Written by Rhys Bowen
Review by Judith Starkston

Set in England during the final stretch of the First World War, The Victory Garden focuses on Emily Bryce, a naïve but headstrong, upper-class woman who is determined to do more for the war effort than her stifling, snobbish parents will permit. A handsome Australian flyer both prods her into action and wins her heart. Emily signs up to work as a “land girl” to help the farmers produce enough food to feed the nation while the men are away fighting. But this is wartime, and nothing will be easy—not the job nor the course of true love.

Bowen adds a fascinating layer to this tale of wartime love and rebellion. Emily discovers journals from a long-ago medicine woman and feels a growing connection to her and to another woman who found and used the journals. Through applying the journals’ insights and recipes for herbal cures, she finds a more meaningful place for herself in the world, but also grave danger. Superstitions against women healers, often identified in the past as witches, haven’t gone away, even if the terminology and excuses for accusations against them have changed. But if women must endure male suspicions, they also share bonding and strength in female friendships.
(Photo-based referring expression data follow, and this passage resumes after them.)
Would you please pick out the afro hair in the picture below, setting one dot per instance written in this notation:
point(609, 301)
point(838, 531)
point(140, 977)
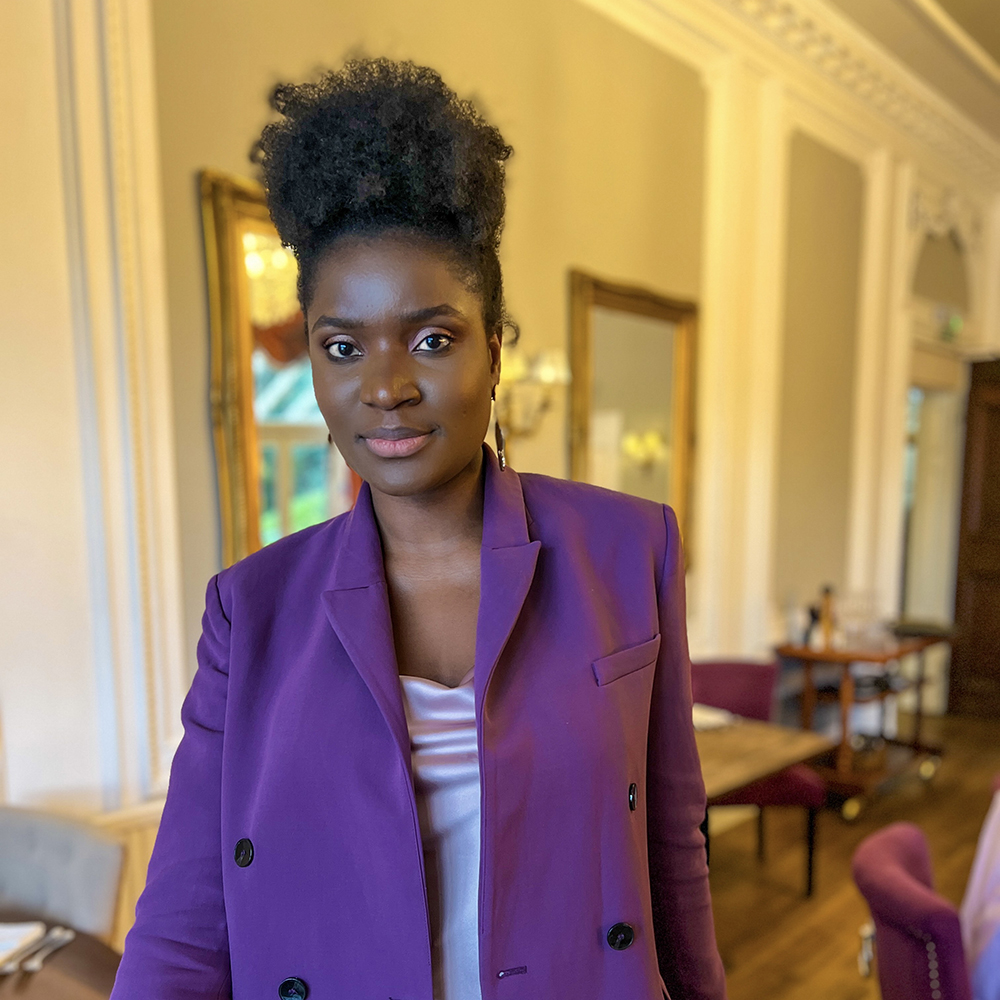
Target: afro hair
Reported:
point(384, 145)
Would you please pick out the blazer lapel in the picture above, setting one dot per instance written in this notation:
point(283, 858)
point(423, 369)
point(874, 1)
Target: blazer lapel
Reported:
point(357, 606)
point(507, 567)
point(357, 603)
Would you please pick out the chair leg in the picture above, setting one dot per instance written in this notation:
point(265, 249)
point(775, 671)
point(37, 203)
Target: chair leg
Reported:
point(810, 848)
point(704, 831)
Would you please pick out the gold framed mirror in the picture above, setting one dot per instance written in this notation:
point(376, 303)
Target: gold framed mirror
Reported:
point(632, 357)
point(276, 471)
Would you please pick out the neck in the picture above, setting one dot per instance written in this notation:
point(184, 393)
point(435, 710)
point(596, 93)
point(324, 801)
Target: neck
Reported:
point(447, 517)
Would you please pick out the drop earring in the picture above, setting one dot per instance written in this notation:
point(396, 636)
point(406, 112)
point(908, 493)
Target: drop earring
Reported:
point(501, 457)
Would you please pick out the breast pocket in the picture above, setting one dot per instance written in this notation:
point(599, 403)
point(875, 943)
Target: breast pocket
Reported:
point(626, 661)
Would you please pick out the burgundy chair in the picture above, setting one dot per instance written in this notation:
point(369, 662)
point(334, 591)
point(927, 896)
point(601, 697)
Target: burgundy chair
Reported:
point(746, 688)
point(918, 940)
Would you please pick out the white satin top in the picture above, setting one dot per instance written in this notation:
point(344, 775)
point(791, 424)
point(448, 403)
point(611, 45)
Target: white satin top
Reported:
point(445, 758)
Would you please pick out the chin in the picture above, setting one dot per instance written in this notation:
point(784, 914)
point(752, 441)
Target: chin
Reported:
point(423, 473)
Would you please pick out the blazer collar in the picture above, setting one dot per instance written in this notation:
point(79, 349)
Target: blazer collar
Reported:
point(357, 601)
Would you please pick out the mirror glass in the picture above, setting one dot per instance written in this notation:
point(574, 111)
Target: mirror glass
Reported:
point(277, 472)
point(632, 364)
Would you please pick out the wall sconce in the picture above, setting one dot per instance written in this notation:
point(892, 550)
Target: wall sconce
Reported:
point(527, 387)
point(646, 448)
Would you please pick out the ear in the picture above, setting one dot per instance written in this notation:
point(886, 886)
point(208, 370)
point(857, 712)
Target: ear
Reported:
point(494, 343)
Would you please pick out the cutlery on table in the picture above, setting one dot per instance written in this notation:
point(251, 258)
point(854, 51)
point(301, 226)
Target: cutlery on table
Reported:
point(13, 961)
point(60, 936)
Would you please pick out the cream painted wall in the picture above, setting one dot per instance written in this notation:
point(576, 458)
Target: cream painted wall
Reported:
point(607, 174)
point(48, 672)
point(825, 206)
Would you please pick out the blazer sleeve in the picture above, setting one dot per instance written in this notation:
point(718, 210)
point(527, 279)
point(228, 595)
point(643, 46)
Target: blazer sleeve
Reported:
point(178, 947)
point(682, 907)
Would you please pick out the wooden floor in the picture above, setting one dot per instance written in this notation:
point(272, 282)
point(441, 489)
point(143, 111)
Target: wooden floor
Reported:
point(778, 945)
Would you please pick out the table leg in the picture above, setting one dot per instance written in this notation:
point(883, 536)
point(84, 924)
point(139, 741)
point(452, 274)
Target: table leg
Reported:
point(918, 715)
point(844, 753)
point(808, 695)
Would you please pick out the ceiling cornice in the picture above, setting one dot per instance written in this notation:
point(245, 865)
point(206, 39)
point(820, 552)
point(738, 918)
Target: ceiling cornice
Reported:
point(833, 46)
point(947, 28)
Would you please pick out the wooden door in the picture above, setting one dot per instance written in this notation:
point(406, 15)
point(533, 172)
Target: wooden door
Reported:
point(975, 670)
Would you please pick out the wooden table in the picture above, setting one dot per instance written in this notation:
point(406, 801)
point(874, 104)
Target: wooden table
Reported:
point(82, 970)
point(844, 776)
point(737, 755)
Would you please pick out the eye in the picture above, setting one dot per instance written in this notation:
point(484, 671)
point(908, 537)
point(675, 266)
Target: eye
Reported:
point(342, 349)
point(435, 343)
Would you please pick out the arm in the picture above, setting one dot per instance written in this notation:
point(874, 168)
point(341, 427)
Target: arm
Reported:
point(682, 907)
point(178, 948)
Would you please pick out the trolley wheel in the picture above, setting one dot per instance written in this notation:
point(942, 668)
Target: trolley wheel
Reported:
point(929, 767)
point(851, 809)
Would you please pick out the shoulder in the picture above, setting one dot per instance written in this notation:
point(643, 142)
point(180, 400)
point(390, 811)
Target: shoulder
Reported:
point(305, 553)
point(563, 506)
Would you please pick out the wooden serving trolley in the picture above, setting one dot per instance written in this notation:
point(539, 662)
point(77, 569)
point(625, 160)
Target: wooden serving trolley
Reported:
point(845, 774)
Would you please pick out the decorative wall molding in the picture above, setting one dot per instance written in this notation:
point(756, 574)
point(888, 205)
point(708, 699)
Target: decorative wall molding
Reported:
point(108, 125)
point(831, 46)
point(938, 209)
point(947, 28)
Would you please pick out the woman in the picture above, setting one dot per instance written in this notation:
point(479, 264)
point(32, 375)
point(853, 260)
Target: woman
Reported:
point(440, 747)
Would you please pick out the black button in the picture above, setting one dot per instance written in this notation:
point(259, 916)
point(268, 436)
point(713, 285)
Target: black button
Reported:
point(621, 936)
point(293, 989)
point(243, 853)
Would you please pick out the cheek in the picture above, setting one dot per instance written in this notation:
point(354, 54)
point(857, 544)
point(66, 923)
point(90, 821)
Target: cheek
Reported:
point(332, 393)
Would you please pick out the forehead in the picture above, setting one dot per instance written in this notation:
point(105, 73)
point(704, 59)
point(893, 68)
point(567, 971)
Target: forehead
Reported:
point(379, 277)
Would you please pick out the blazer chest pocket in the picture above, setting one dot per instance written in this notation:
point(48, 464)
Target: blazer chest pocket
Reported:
point(626, 661)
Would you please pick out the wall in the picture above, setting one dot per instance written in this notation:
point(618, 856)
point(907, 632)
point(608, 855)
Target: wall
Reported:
point(607, 172)
point(825, 206)
point(47, 655)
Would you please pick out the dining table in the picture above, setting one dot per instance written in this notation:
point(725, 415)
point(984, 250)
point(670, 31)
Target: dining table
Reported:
point(84, 969)
point(743, 751)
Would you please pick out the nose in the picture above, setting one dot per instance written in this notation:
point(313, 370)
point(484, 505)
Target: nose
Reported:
point(388, 382)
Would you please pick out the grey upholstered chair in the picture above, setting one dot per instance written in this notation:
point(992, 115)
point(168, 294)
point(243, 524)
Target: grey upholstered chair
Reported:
point(59, 868)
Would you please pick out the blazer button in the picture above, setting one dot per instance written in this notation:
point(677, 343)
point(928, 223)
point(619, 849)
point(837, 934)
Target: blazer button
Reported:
point(244, 852)
point(293, 989)
point(621, 936)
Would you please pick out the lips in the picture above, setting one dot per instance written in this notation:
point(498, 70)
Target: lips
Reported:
point(396, 442)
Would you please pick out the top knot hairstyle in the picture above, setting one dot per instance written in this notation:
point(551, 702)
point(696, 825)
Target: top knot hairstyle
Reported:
point(382, 145)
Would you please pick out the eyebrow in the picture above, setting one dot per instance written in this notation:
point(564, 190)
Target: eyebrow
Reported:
point(409, 319)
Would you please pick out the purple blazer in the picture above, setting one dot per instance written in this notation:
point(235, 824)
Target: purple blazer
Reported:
point(288, 861)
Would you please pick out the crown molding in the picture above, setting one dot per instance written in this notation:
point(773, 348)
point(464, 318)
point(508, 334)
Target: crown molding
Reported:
point(808, 42)
point(833, 47)
point(957, 37)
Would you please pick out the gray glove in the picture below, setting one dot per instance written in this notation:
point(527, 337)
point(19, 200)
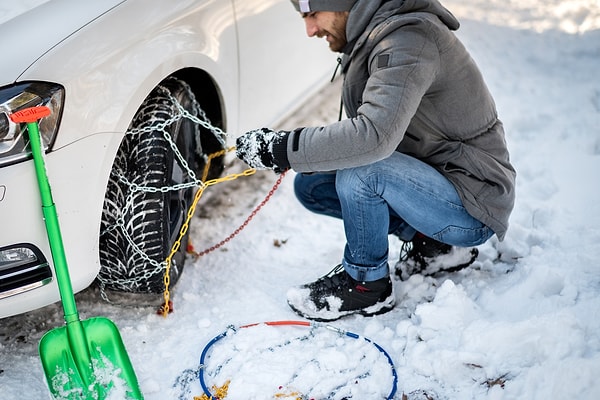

Bowen has created subtle depth of theme and character by layering in women from multiple generations, ranging from the far past to the novel’s present moment in WWI. The echoes in their stories give the novel an enjoyable fairy tale or allegorical feel towards the end as the plot strands fall into place. Bowen’s masterful weaving of these tales builds a nuanced, thematic portrayal of the inherent strengths of women and the male hackles such power can raise.